Die Presse: Die erste Partei, die auf ihren Plakaten das Thema Ausländer emotional thematisiert, war die ÖVP und nicht die FPÖ. Das ist doch mehr als sonderbar.

Maria Fekter: Ich mache mir Gedanken über meine Aufgaben, was die anderen machen, interessiert mich nicht. Zum Plakat, das wir affichiert haben: Dass man Deutsch lernen muss, bevor man nach Österreich kommt, ist eine, ist unsere Forderung. Als wir vor Jahren in der kleinen Koalition das erste Mal über verpflichtende Deutschkurse gesprochen haben, gab es Häme und Kritik. Heute ist es allgemeiner Konsens, dass in unserer Sprache der Schlüssel zur Integration liegt, bei den Kindern und vor allem auch bei den Frauen.

Kritik wurde am Zwang zum Deutsch-Lernen laut. Ihre Forderung geht nun weiter: Ein Zuwanderer muss Deutsch lernen, bevor er nach Österreich kommt. Da sei manchmal nicht möglich, sagt etwa die Caritas.

Fekter: Laut geltendem Recht ist ein Antrag auf Zuwanderung im Ausland zu stellen. Im Heimatland muss man auf die Botschaft gehen, sich um Dokumente kümmern, um Arbeit in Österreich.
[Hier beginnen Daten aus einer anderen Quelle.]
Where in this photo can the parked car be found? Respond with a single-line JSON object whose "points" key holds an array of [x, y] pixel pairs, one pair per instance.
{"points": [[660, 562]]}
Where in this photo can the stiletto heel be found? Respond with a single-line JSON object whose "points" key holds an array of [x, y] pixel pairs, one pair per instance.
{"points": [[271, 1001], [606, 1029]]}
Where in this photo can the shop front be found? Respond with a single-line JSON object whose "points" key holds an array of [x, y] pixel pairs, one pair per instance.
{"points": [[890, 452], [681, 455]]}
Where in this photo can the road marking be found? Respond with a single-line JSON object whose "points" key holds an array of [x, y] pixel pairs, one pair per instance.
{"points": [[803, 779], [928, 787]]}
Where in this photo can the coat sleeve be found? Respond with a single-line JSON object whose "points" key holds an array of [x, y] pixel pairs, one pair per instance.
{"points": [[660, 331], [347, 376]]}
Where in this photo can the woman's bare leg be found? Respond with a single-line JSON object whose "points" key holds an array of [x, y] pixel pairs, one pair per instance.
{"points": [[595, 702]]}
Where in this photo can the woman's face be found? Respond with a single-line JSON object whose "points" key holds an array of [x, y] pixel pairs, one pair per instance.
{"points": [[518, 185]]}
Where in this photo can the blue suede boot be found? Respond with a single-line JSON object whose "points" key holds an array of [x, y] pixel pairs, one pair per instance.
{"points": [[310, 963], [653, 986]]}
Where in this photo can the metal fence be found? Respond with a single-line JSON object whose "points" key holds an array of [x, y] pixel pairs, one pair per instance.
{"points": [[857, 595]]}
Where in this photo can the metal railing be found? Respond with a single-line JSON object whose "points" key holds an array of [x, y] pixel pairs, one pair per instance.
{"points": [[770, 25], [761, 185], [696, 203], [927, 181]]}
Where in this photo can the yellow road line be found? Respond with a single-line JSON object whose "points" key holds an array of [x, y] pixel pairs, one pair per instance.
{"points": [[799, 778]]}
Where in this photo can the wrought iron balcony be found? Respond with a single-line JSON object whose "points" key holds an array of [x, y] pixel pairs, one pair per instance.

Wer sich für den Lebensmittelpunkt Österreich entscheidet, wird überall Wege finden, Deutsch zu lernen.

Es ist interessant, dass Sie über Zuwanderung sprechen, die lehnen Sie doch ab, nicht?

Fekter: Zuerst müssen wir die Hausaufgaben bei der Integration lösen, um die Leute in Österreich, die kein Deutsch sprechen, keinen Job haben und sich nicht integrieren, kümmern. Daher sind wir gegen zusätzliche Zuwanderung. Bevor wir die Probleme nicht lösen, brauchen wir nicht über mehr Zuwanderung reden. Wir haben Schlüssel-Arbeitskräfte, Saisonniers und Familiennachzug.

Da sind Sie im Widerspruch mit der Industriellenvereinigung, aber auch VP-Wien-Chef Johannes Hahn, die für mehr Zuwanderung eintreten.

Fekter: Also von Johannes Hahn habe ich das so noch nie gehört.

Die Wiener VP vertritt diese Linie.

Fekter: Die Industriellenvereinigung vertritt die Wirtschaft, deren Interessen und damit diese Linie.

Spätestens in zehn Jahren werden wir neue Arbeitskräfte brauchen.

Fekter: In zehn Jahren! Dann reden wir in zehn Jahren darüber. Die Industrie bekommt ihre Schlüssel-Arbeitskräfte. Irgendwann wird die Übergangsfrist für die Öffnung des Arbeitsmarkts für die neuen EU-Länder fallen, dann kommen Arbeitskräfte. Ich kann mir nicht vorstellen, dass wir unsere Grenzen einfach so öffnen. Stellen Sie sich vor, Millionen von Chinesen oder Schwarzafrikaner setzen sich nach Europa in Bewegung. Dass die kommen wollen, ist unbestritten.

Bei den Chinesen kann man das bestreiten. Sie haben viel Kritik einstecken müssen: Sie wollen sogenannte „Kulturdelikte“, wie Sie Ehrenmord oder Genitalverstümmelung nennen, in das Strafrecht aufnehmen. Das ist diskriminierend und verharmlosend zugleich. Es ist nicht Teil irgendeiner Kultur, einen Ehrenmord oder eine Genitalverstümmelung zu begehen.

Fekter: Die Verharmlosung wollen wir ansprechen: In manchen Bereichen mussten wir erfahren, dass Tradition, Kultur und Umfeld als Erklärung und Entschuldigung für etwas herangezogen wird, was bei uns ein Delikt ist.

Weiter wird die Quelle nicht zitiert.